3. Point #2 is particularly bad because one major reason Windows users
think the reason dual-boot is attractive is that (a) they're nervous
about their ability to reinstall Windows and their applications if
anything bad happens, and (b) are nervous about their near-universal
lack of tested, reliable backups in case anything bad happpens.
Non-destructive repartitioning and shimming in a dual-boot configuration
seems to offer the opportunity to finesse troubling problems (a) and
(b), kicking them down the road to deal with later, i.e., they seem as
close as possible to "don't touch anything" on a system dangerously
exposed to risk of total system lossage from... practically any and
all desktop woes: hardware failure, owner mass-deleteion blunders,
malware, security breach, etc.
When someone like Victor shows up, and it turns out he doesn't do
backups, doesn't have the ability or confidence or knowledge (or
installation media) to reinstall existing software, and is nervous
and wanting to "not touch anything", the best way to help the Victors of
the world is to say "You really need to tackle problems (a) and (b)
Most Victors, or shall we say at least 6 or so deciVictors here in the
Bay Area, also have a spare, disused, 5-year-old computer sitting around
unused because, say, it ran WinXP but wasn't studly enough for Win7.
So, hey, here's a thought: How about helping Victor put a Linux
distro on the "nice but not overpowered enough for current Redmondware"
machine currently gathering dust in the closet. Put an ethernet cable
between the two machines, run VNC Server on the Linux box, and now the
user can do _real_ concurrent-OS computing, using both machines at the
same time from the overpowered Windows machine's console.

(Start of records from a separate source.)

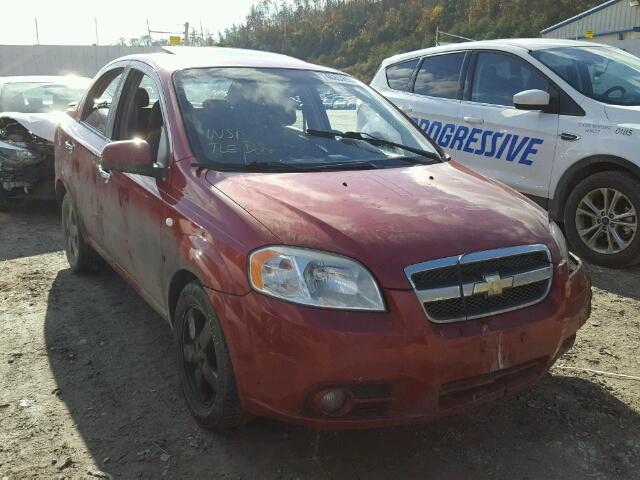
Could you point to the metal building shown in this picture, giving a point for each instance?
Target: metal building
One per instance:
(61, 59)
(616, 22)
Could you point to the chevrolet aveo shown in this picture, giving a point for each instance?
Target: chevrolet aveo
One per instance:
(314, 268)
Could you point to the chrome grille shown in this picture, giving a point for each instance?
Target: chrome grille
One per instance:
(480, 284)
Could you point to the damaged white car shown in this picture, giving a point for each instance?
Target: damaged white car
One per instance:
(29, 112)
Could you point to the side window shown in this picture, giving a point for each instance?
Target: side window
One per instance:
(100, 101)
(499, 77)
(439, 75)
(399, 75)
(140, 114)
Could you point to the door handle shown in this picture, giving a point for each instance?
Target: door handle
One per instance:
(477, 120)
(105, 175)
(569, 137)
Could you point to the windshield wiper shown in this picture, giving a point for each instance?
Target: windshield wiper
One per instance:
(366, 137)
(251, 166)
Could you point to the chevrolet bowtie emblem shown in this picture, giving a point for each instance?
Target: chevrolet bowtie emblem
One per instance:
(493, 285)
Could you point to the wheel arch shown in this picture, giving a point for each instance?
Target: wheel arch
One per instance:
(583, 169)
(179, 280)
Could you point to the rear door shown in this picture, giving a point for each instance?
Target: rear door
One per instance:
(514, 146)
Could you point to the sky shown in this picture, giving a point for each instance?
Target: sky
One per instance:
(72, 22)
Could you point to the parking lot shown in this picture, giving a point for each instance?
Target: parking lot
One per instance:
(88, 388)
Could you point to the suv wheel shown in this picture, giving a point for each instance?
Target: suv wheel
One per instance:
(204, 365)
(601, 219)
(81, 257)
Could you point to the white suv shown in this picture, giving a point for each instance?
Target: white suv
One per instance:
(557, 120)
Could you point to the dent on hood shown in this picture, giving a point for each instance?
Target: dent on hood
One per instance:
(26, 149)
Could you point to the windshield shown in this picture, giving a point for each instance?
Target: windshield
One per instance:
(40, 97)
(249, 118)
(608, 75)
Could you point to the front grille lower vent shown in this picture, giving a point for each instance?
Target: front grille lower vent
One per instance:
(481, 284)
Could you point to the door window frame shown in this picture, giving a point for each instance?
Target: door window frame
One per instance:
(555, 91)
(137, 67)
(124, 67)
(462, 75)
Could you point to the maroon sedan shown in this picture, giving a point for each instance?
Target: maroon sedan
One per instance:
(326, 267)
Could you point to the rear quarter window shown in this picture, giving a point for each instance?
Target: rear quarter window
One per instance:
(399, 75)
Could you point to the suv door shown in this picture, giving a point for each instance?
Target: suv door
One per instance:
(514, 146)
(437, 90)
(132, 227)
(83, 141)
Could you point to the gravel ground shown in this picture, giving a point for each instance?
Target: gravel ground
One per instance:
(88, 389)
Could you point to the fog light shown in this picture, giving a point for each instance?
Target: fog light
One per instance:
(332, 400)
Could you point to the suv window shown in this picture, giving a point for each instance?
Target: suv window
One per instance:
(499, 77)
(399, 75)
(439, 76)
(100, 100)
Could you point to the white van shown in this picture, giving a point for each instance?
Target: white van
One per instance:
(557, 120)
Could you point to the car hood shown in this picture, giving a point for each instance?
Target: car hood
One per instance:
(41, 124)
(624, 116)
(388, 218)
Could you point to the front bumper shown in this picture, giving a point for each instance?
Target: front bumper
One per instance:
(397, 367)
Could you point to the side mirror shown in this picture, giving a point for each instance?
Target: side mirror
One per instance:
(531, 100)
(130, 156)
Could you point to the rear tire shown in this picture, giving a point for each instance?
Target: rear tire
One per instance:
(204, 364)
(601, 219)
(81, 257)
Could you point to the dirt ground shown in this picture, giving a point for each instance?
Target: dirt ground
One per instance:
(88, 389)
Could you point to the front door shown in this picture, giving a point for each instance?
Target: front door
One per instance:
(85, 140)
(132, 226)
(514, 146)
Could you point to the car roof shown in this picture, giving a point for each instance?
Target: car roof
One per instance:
(41, 79)
(180, 58)
(525, 44)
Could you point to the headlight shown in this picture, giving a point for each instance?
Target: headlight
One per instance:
(16, 157)
(310, 277)
(561, 242)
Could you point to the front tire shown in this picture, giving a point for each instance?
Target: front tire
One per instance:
(601, 219)
(81, 257)
(204, 364)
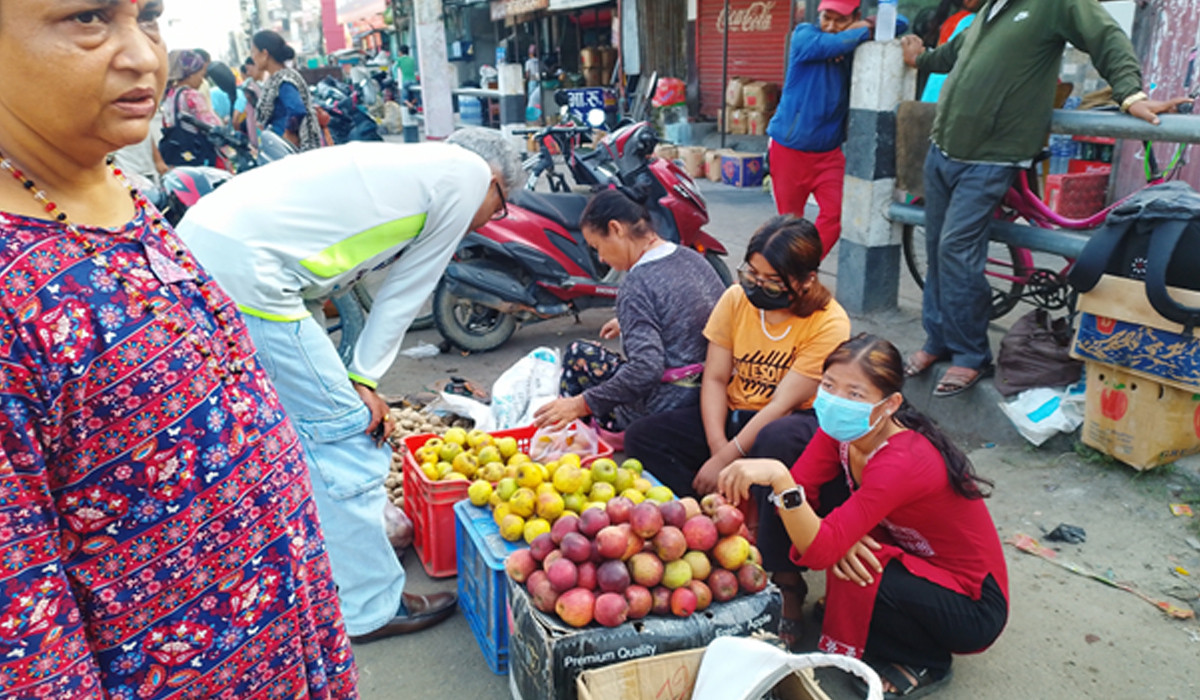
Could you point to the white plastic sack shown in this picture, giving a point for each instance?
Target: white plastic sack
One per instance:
(736, 668)
(1041, 413)
(479, 412)
(525, 387)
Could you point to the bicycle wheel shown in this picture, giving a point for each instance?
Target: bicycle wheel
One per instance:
(1006, 268)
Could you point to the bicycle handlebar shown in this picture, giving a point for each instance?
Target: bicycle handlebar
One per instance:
(550, 130)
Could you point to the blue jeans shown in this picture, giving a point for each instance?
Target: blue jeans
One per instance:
(346, 467)
(960, 199)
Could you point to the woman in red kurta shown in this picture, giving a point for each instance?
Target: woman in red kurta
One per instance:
(917, 566)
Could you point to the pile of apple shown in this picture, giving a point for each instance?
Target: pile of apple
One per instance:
(628, 561)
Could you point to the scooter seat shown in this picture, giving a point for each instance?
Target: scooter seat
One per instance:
(562, 208)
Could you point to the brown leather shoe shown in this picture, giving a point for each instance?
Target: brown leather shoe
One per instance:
(423, 611)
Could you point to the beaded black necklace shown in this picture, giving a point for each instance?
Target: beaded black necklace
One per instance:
(233, 365)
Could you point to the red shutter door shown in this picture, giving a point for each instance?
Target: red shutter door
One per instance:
(757, 41)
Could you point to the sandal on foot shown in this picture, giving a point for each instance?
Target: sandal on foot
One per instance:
(907, 681)
(919, 363)
(790, 633)
(912, 681)
(958, 380)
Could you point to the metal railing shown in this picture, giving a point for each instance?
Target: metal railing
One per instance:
(1174, 129)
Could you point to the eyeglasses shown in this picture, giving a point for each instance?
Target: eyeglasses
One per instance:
(748, 277)
(503, 211)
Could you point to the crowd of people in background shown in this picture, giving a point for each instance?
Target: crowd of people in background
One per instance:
(197, 478)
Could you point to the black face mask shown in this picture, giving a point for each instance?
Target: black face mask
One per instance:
(762, 300)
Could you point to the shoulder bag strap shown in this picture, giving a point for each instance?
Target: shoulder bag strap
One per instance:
(1097, 252)
(1162, 246)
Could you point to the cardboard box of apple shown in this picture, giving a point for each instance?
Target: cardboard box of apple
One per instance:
(627, 561)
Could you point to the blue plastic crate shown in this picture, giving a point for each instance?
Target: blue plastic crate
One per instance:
(483, 584)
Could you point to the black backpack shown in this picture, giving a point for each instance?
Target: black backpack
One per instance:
(1155, 237)
(181, 147)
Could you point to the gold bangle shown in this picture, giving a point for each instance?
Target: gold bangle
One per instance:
(1132, 100)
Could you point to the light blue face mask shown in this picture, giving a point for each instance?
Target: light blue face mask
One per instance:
(844, 419)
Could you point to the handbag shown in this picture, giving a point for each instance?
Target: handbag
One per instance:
(180, 147)
(1153, 237)
(1036, 352)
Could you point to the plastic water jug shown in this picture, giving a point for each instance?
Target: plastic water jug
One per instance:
(886, 21)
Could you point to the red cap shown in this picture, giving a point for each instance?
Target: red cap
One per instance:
(846, 7)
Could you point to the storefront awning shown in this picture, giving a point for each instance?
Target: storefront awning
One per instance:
(354, 10)
(556, 5)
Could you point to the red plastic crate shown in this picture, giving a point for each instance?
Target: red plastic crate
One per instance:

Or, better yet: Once Victor has gotten a handle on problems (a) and
(b), he can with confidence blow away the preloaded Windows installation
and do a native Linux installation on the overpowered box. Then,
install VirtualBox for Linux as a distro package. Then, do a fresh
Windows installation into a fresh VM. Then, restore/reinstall Winapps
and user data, likewise inside the VM.
Unlike the path-of-least-resistance "helping" routine, this doesn't leve
a Windows preload in full charge of the machine in host mode, but
rather confines it to guest role, abstracted from the hardware and
unable to hurt the host system. Also, as with the previously-described
two-computer arrangement, the user can _actually have_ the benefit
of concurrent multi-OS usage. Also, the user has a simple boot setup
that eliminates a large number of ways user shoot at their own feet.
The Linux community learned all these lessons a quarter-century ago.
It's just a bit sad to see people still making the same bad judgement
calls we learned to avoid, and learned why to avoid.